Yeah, Parson thought, but you can keep stomping. He wondered if terrorist groups like Black Crescent, the Taliban, and al-Qaeda were accidents of history, things not supposed to happen. And if they were accidents, were they like accidents in aviation? The result of a chain of mistakes and missed opportunities that line up just the wrong way and lead to disaster? If one link in the chain had broken, if one thing had happened differently, then the catastrophe would not have taken place. He knew pilots who would give anything to go back in time and add power three seconds earlier, or reset that altitude alerter and not transpose the numbers.
“Sir,” Gold said. “You know I can help get these guys.”
Parson looked at her hard. Wasn’t this settled? Then he raised his eyebrows, just to soften his expression. He didn’t want to be angry with Sophia—or at least he didn’t want her to know he was angry.
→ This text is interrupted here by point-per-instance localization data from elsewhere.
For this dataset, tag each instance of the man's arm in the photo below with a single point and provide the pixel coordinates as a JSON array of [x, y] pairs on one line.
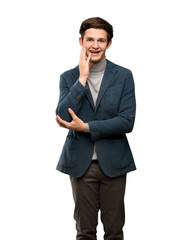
[[121, 124]]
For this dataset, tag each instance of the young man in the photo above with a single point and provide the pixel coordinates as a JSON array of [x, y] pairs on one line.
[[97, 105]]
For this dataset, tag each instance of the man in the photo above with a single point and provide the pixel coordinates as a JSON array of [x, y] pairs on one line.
[[97, 105]]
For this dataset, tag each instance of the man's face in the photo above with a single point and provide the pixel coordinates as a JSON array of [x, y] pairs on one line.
[[95, 42]]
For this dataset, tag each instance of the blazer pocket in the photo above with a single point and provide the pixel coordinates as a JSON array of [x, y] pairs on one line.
[[120, 153], [69, 153]]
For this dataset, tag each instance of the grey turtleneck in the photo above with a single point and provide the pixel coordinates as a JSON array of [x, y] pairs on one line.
[[94, 83]]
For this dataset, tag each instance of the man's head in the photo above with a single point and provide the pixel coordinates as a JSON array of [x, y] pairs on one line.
[[96, 34]]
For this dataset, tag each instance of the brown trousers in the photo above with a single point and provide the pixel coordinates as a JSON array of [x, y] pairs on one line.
[[95, 191]]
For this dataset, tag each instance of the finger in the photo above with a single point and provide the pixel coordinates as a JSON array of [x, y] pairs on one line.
[[89, 58], [83, 54], [61, 122], [73, 115]]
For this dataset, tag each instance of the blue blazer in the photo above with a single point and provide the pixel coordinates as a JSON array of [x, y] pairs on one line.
[[109, 121]]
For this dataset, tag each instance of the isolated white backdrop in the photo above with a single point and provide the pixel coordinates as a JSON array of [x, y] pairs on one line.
[[39, 40]]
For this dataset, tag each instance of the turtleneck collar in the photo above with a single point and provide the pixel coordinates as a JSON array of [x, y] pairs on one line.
[[99, 66]]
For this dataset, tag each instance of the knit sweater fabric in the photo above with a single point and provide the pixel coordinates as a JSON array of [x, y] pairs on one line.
[[94, 82]]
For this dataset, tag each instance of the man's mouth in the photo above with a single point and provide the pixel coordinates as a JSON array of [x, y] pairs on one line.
[[94, 53]]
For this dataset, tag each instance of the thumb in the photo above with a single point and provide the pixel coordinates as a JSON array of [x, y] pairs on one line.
[[89, 58], [73, 115]]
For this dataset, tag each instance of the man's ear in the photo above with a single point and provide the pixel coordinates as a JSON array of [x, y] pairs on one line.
[[109, 44], [81, 41]]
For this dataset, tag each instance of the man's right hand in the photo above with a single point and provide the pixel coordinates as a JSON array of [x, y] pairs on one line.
[[84, 66]]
“Sir, what are y’all talking about?” Blount asked.
“She got some good intel up at that refugee camp in Samangan,” Parson said.
“I heard about that,” Blount said.
“Well, now she wants to go back in there to a village to get some more intel, but she wants to go by road.”
“What did you tell her?”
“Not no , but hell, no .”
Blount kept silent for a moment. “What if some Marines go up there with her?”
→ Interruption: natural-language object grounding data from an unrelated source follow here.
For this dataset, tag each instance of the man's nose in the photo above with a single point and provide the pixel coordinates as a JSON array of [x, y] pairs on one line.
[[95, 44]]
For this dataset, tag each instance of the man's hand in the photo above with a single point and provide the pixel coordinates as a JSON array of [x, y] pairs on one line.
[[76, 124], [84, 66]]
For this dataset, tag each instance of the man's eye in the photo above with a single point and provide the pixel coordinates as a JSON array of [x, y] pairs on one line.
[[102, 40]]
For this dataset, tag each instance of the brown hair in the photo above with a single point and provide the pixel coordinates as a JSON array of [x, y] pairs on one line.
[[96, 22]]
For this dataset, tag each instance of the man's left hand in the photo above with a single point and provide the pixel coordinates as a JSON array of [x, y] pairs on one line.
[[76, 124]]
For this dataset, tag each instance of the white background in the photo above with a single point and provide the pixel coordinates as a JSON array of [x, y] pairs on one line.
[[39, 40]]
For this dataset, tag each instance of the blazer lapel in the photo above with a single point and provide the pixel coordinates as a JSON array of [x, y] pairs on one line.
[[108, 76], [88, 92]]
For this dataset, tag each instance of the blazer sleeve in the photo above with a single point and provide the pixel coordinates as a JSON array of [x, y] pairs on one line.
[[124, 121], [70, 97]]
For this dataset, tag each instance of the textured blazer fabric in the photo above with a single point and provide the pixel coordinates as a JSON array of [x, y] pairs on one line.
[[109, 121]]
Now Parson was even more annoyed, but he held back his temper in a way he could do for no one except Sophia. “I know you two are smart people,” he said. “So what part of no do you not understand? It means negative .”
“Sir, do you know about the Lioness teams?” Blount asked.
“The what?”
“Lioness teams. Female engagement teams in the Corps. Women Marines who speak the language, know the culture. They do a lot of what the Sergeant Major here does; they just haven’t done it as long as she has.”
“What about them?” Parson asked.
“If you okay it, we could hook her up with Lioness. I’ll see if my CO will let part of my platoon escort them up there. So the Sergeant Major wouldn’t go by herself, and she wouldn’t be the only one who speaks Pashto.”
Parson hated the idea. He was still haunted by the last time Gold had been torn from his sight when they were supposed to be together. He had watched helplessly, tied to an overturned chair, as they dragged her away. That image still woke him up at night.
Emotions. They got in the way of the mission. You’re not supposed to let that happen, he told himself. But you’re not supposed to let people take unnecessary risks, either. Where was the link in the accident chain? Would this asshole who called himself Chaaku become the next bin Laden? Do you have the means to stop him right here?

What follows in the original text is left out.